Modus Operandi vs. Modus Vivendi

The casualty report came from one of the four, then relatively new, Thomaston Class Landing Ships Docks (LSD). The shock from its own five-inch guns caused a lighted florescent light fixture to fall in the Captain’s air-conditioned cabin. Electric sparks ignited papers that were upon the top of a chest of drawers; it rapidly became a conflagration that was quickly extinguished.

But for one aspect the ship could have continued its operations. Restoration of the compartment could have been accomplished by the crew no matter how much time was required. The skipper would have moved into the Executive Officer’s stateroom, the Exec would have displaced the next senior officer, and so on. However, the air that had been forced into the cabin via a vent duct could only exit through a one- by two-foot opening in the top of the bulkhead that separated the skipper’s quarters from an athwart passageway. Thus, for a brief period a tongue of flame, like that of a huge plumber’s torch, blasted from the cabin into the passage and burned through virtually all of the electric cables that served the command and control systems in the pilot house above. Obviously a major repair effort was required.

For reasons that I can only speculate about, the ship was directed to anchor in Lynnhaven Roads off of the Amphibious Base in order to facilitate inspection by the Atlantic Fleet’s Amphibious Force Material Officer and by me, the assistant for steam-propelled vessels. A prudent alternative would have been to direct the LSD to proceed to the Norfolk Naval Shipyard or to a nearby private shipyard per hastily made and conditional arrangements. That would have been my preference.

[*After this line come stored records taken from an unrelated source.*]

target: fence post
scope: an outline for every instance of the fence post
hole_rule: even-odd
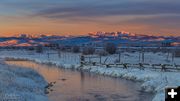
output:
[[[99,62],[100,62],[100,64],[101,64],[101,55],[99,55]]]
[[[48,59],[49,59],[49,53],[47,53],[47,55],[48,55]]]
[[[61,51],[58,50],[58,57],[61,58]]]
[[[121,52],[119,52],[119,63],[121,63]]]
[[[142,48],[142,63],[144,63],[144,49]]]
[[[141,51],[139,51],[139,63],[141,62]]]
[[[169,50],[168,50],[167,60],[169,60]]]
[[[174,50],[172,51],[172,63],[174,62],[174,55],[175,55],[175,53],[174,53]]]
[[[83,55],[81,55],[80,60],[81,60],[81,62],[80,62],[81,63],[81,67],[82,67],[84,65],[84,60],[85,60]]]

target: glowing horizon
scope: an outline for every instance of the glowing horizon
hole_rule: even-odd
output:
[[[179,36],[180,1],[2,0],[0,36],[127,31]]]

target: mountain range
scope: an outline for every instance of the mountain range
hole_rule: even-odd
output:
[[[159,43],[171,43],[172,46],[180,46],[180,36],[153,36],[138,35],[128,32],[96,32],[83,36],[58,36],[58,35],[38,35],[31,36],[20,34],[15,37],[0,37],[0,47],[9,46],[37,46],[45,44],[60,45],[94,45],[102,46],[104,43],[114,43],[116,45],[145,45],[158,46]]]

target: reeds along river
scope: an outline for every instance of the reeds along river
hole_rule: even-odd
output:
[[[153,94],[140,90],[140,83],[87,72],[60,69],[31,61],[6,61],[9,65],[32,68],[53,86],[50,101],[151,101]]]

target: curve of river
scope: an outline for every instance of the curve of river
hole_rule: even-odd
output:
[[[32,68],[47,82],[56,82],[50,101],[151,101],[153,94],[142,92],[141,83],[67,70],[31,61],[6,61],[8,65]]]

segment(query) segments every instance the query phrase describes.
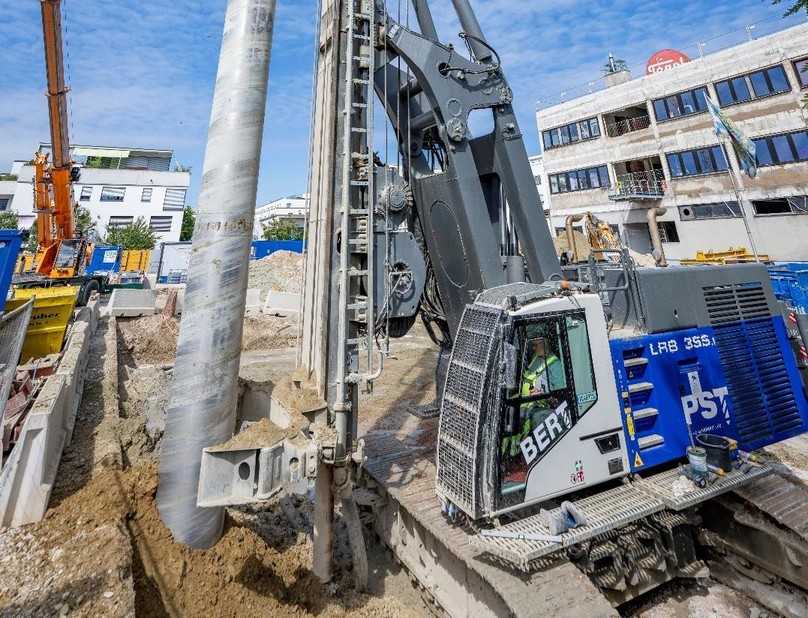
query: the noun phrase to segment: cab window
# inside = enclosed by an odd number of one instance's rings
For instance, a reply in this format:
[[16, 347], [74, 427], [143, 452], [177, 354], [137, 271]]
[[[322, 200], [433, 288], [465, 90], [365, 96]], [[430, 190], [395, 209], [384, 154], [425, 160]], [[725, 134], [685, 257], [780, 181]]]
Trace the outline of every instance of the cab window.
[[582, 311], [517, 325], [517, 379], [500, 424], [501, 508], [524, 501], [530, 469], [597, 401], [588, 338]]

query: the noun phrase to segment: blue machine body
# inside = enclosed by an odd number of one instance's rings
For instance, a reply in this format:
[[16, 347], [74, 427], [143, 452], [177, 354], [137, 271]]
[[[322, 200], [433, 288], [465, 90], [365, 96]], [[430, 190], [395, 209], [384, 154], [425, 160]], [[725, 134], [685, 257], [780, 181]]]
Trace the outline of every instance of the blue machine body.
[[781, 316], [610, 345], [632, 472], [681, 459], [691, 433], [733, 438], [751, 451], [808, 429]]
[[808, 314], [808, 262], [769, 267], [774, 295], [797, 313]]
[[0, 313], [8, 298], [21, 246], [22, 234], [18, 230], [0, 230]]
[[302, 240], [254, 240], [250, 247], [250, 259], [260, 260], [276, 251], [303, 253]]
[[95, 245], [90, 263], [87, 265], [88, 275], [109, 276], [121, 270], [123, 248], [118, 245]]

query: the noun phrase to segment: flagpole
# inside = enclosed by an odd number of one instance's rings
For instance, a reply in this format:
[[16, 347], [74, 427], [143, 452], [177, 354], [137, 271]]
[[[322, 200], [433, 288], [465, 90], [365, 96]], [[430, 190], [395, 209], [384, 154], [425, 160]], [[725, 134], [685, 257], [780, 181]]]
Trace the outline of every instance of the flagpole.
[[[760, 256], [758, 255], [757, 246], [755, 245], [755, 239], [752, 236], [752, 228], [749, 225], [749, 219], [746, 216], [746, 207], [743, 204], [743, 198], [741, 197], [741, 189], [738, 187], [738, 179], [735, 177], [735, 166], [732, 165], [729, 161], [729, 149], [727, 146], [728, 136], [721, 133], [719, 134], [719, 139], [721, 143], [724, 145], [725, 156], [727, 157], [727, 163], [729, 164], [729, 179], [732, 182], [732, 190], [735, 193], [735, 199], [738, 202], [738, 208], [741, 209], [741, 219], [743, 219], [743, 226], [746, 228], [746, 236], [749, 238], [749, 244], [752, 245], [752, 253], [755, 256], [755, 261], [760, 262]], [[730, 146], [732, 144], [730, 143]]]

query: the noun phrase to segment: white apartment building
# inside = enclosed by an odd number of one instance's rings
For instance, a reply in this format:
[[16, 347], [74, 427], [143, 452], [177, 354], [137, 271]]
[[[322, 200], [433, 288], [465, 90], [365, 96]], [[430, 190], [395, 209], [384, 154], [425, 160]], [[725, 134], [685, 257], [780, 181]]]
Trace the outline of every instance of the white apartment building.
[[[808, 260], [808, 24], [609, 81], [537, 112], [556, 230], [591, 211], [647, 253], [646, 215], [664, 209], [658, 229], [676, 261], [699, 250], [751, 249], [742, 207], [761, 253]], [[754, 140], [756, 178], [741, 175], [732, 149], [719, 144], [706, 96]]]
[[279, 221], [294, 223], [297, 227], [303, 229], [306, 225], [306, 214], [308, 213], [306, 202], [308, 199], [307, 193], [290, 195], [257, 207], [255, 209], [253, 237], [261, 238], [266, 226]]
[[[49, 146], [40, 148], [47, 151]], [[191, 174], [172, 169], [173, 151], [73, 146], [70, 152], [81, 167], [73, 199], [90, 212], [99, 236], [142, 217], [158, 242], [179, 240]], [[15, 211], [21, 228], [30, 227], [36, 217], [33, 183], [29, 161], [15, 161], [9, 174], [0, 175], [0, 210]]]
[[550, 191], [548, 190], [544, 173], [544, 155], [533, 155], [528, 157], [530, 169], [533, 171], [533, 180], [536, 181], [536, 189], [539, 191], [541, 207], [548, 214], [550, 211]]

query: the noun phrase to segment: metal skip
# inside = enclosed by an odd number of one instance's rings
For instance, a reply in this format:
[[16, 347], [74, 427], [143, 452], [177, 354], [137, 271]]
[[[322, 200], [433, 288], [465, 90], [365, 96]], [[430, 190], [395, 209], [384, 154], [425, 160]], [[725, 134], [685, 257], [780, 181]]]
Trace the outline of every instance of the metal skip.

Since the LSD’s Commanding Officer didn’t know whether or not a formal board of investigation would be assigned and since he probably knew that the findings of such boards are sometimes irrational, he was nervous to say the least. He also knew that the Force Commander’s displeasure would be proportional to the duration of the required repair work. The Commanding Officer was thus anxious to get the repair process started; he even sent his gig ashore for us.

The situation was perfect for the Force Material Officer’s intentions. If he demonstrated that he was doing everything possible in order to achieve quick repair, he might get a letter of commendation from the stressed skipper. Soliciting such letters was his modus operandi whereas, as subsequent events disclosed, his modus vivendi would have been in the Navy’s best interest.


Just minutes before we were to return to the Amphibious Base in the Captain’s gig, a fierce squall suddenly commenced; regardless the determined Captain called away his boat. The gig could not make any headway, not even back to the LSD’s boat boom, and thus retreated into Little Creek Harbor. Then, the Captain, with the determine-to-please Force Material Officer agreeing, sent for the tugboat that was berthed at the nearby Amphibious Base.

The tug was powerful enough to make headway but was pitching and rolling wildly. About fifty-yards off the tug’s skipper, a chief petty officer, bull horned, “Do you really want me to come alongside your accommodation ladder?”

The exasperated LSD skipper, bull horned back, “Yes! What are you waiting for?”

Just as the maneuvering tug was about to touch the accommodation ladder it violently pitched down by its bow, simultaneously yawed beneath the ladder’s lower platform, then pitch up, and tore the ladder from its fastenings just as those of us standing by were about to descend on it. The upper part of the ladder reached a height over our heads, dropped, and then the wreckage dangled limply from its rope stays.

East Coast squalls did not usually last for an hour. Regardless, the determined LSD skipper then directed the tug to approach from aft where it was somewhat sheltered. The Material Officer and I climbed on to the stern gate’s external stiffening and dropped on to the roof of the gyrating tug’s pilot house.

By the time the tug arrived at its pier in the sheltered harbor the storm had abated as quickly as it had started. We then had to arrange for two repair jobs, i.e., restoration of everything that was damaged by the fire and replacement of the accommodation ladder.